The film's no-goods focuses in on Chan's deathly pale face as blood oozes from his ear. After a few extreme close-ups we see the hyperactive star motionless on a stretcher, being bundled into a van. Jackie Chan is partially deaf in one ear now and has a plastic plug in his head. He wears his hair long ever since either to cover up the hole or because he thinks short hair brings him bad luck. Good wasn't good enough for Jackie Chan. He wanted perfect.
Understandably, the rest of Armour of God is a slack endeavour that unsuccessfully tries to combine the grave robbing hijinks of the Indiana Jones series with the easy, breezy charm of Richard Lester's The Beatles films. Cantopop icon Alan Tam co-stars as the weight around Jackie's neck, anchoring him to a lame duck situational comedy that leans heavily on love triangles and drawing room farce.
Aside from his pop concert introduction, Tam is a poor substitute for Sammo Hung or Yuen Biao. There's just no joy in the pairing. Tam is best utilised as a prop, a precious something Chan has to exert himself around, keeping his pal out of trouble. Chan's Wheels on Meals co-star Lola Forner appears as another headstrong aristocrat with an underexplored romantic interest in Jackie. Forner's character May is exactly the kind of partner Chan needs. She gets stuck in and mixes it up while Tam cowers behind his new best bud.
Teary-eyed MacGuffin Rosamund Kwan is stuck playing the same kind of pretty, infantilised doll that she did in Twinkle Twinkle Lucky Stars. Kwan is drugged up and hypnotised, a pliant, almost robotic temptress lumbered with an arc that offers zero dramatic pay-off. Armour of God is stuffed with story elements that never really go anywhere, they're affectations there to grease the path to the next bit of action. Jackie Chan is no stranger to jarring plot mechanics but Armour of God just feels synthetic.
This brings us to the film's other major issue, the film's setpieces are best consumed in isolation. They simply don't match the tone of the film they're in.
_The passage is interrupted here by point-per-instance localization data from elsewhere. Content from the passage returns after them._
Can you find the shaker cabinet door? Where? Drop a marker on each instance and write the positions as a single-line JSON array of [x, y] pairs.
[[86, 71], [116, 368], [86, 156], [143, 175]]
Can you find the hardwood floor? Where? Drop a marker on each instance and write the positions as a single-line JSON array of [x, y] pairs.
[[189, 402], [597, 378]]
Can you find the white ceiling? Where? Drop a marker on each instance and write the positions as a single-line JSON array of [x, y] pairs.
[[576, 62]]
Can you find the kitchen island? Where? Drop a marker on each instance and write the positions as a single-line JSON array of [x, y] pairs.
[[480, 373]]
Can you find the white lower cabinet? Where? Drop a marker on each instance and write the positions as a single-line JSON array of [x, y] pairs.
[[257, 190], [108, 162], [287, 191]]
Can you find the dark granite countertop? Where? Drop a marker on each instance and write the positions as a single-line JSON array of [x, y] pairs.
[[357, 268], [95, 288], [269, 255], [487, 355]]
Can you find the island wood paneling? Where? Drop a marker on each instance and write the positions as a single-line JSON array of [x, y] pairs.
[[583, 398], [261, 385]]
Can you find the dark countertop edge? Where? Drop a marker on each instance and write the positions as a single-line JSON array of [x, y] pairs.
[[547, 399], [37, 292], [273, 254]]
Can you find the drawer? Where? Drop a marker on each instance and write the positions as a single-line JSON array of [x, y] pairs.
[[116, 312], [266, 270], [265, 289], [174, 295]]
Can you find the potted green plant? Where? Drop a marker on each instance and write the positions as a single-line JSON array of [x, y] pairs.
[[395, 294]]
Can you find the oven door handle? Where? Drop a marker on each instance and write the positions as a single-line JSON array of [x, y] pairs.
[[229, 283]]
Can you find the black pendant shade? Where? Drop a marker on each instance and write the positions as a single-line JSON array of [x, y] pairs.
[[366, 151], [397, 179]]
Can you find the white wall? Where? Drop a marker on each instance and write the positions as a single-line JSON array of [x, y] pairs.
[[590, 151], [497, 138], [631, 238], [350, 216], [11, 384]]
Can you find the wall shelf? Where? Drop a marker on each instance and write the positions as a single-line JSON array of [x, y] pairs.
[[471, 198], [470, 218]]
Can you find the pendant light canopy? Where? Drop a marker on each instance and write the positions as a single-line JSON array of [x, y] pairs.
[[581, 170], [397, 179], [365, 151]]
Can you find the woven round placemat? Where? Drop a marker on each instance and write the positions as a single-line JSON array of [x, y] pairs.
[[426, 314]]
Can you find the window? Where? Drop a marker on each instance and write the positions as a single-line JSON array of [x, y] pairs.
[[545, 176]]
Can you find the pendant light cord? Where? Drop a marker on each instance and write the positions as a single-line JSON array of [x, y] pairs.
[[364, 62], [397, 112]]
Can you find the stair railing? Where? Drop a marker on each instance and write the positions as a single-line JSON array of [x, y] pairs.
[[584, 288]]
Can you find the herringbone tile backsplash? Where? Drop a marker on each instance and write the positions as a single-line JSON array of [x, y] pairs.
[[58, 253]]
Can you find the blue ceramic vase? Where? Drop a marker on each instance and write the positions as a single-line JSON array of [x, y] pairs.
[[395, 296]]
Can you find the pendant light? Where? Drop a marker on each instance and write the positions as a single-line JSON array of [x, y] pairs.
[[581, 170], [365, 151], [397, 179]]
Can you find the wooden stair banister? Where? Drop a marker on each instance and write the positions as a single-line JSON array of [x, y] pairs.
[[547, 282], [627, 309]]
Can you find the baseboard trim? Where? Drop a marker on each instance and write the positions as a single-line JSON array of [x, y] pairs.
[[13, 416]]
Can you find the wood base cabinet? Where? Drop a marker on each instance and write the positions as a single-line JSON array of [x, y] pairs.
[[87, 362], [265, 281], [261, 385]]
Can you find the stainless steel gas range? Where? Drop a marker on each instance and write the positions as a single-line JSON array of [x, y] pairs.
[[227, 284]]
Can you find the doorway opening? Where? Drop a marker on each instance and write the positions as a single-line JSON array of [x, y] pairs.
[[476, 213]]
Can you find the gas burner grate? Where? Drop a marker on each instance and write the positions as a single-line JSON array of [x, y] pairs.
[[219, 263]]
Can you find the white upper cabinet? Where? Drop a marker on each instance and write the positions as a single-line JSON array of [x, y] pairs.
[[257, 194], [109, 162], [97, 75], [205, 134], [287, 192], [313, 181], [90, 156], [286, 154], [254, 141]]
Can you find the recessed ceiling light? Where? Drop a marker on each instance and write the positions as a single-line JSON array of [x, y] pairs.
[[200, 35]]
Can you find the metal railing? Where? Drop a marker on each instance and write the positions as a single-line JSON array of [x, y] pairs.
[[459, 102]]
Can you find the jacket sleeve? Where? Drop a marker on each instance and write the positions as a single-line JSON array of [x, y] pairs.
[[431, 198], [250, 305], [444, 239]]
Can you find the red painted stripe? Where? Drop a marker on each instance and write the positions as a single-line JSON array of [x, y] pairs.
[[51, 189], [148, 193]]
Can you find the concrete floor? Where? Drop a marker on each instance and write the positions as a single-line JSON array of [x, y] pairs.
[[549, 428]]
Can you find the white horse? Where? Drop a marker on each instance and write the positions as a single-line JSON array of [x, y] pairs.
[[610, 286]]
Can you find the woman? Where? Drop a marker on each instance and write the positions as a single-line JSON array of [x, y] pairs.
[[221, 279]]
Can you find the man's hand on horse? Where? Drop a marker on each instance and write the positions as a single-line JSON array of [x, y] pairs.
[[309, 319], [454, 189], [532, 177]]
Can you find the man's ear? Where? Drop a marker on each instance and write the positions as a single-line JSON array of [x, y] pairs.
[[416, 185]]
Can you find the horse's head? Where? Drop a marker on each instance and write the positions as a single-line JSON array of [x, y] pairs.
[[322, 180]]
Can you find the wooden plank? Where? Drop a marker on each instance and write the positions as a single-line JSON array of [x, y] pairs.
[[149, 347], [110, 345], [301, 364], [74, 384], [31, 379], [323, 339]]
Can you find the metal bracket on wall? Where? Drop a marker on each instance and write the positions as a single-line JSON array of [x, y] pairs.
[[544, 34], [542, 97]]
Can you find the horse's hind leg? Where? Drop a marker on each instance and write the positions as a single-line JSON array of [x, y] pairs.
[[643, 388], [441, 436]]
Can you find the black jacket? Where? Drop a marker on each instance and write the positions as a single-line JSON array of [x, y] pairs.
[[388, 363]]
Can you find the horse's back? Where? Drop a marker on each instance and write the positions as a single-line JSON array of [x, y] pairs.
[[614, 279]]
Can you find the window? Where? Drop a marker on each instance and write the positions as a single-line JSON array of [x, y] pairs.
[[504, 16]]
Armour of God's highlight is a bravura kidnapping that cuts back and forth between Rosamund Kwan at a fashion show in a stunning palace setting and Alan Tam stamping around a disco odyssey rock concert. Monks armed with Kalashnikovs storm the catwalk and blaze through the bumbling security. It's an amazing sequence that posits a level of danger that the film is otherwise uninterested in pursuing. That's Armour of God in a nutshell - great premise, messy execution.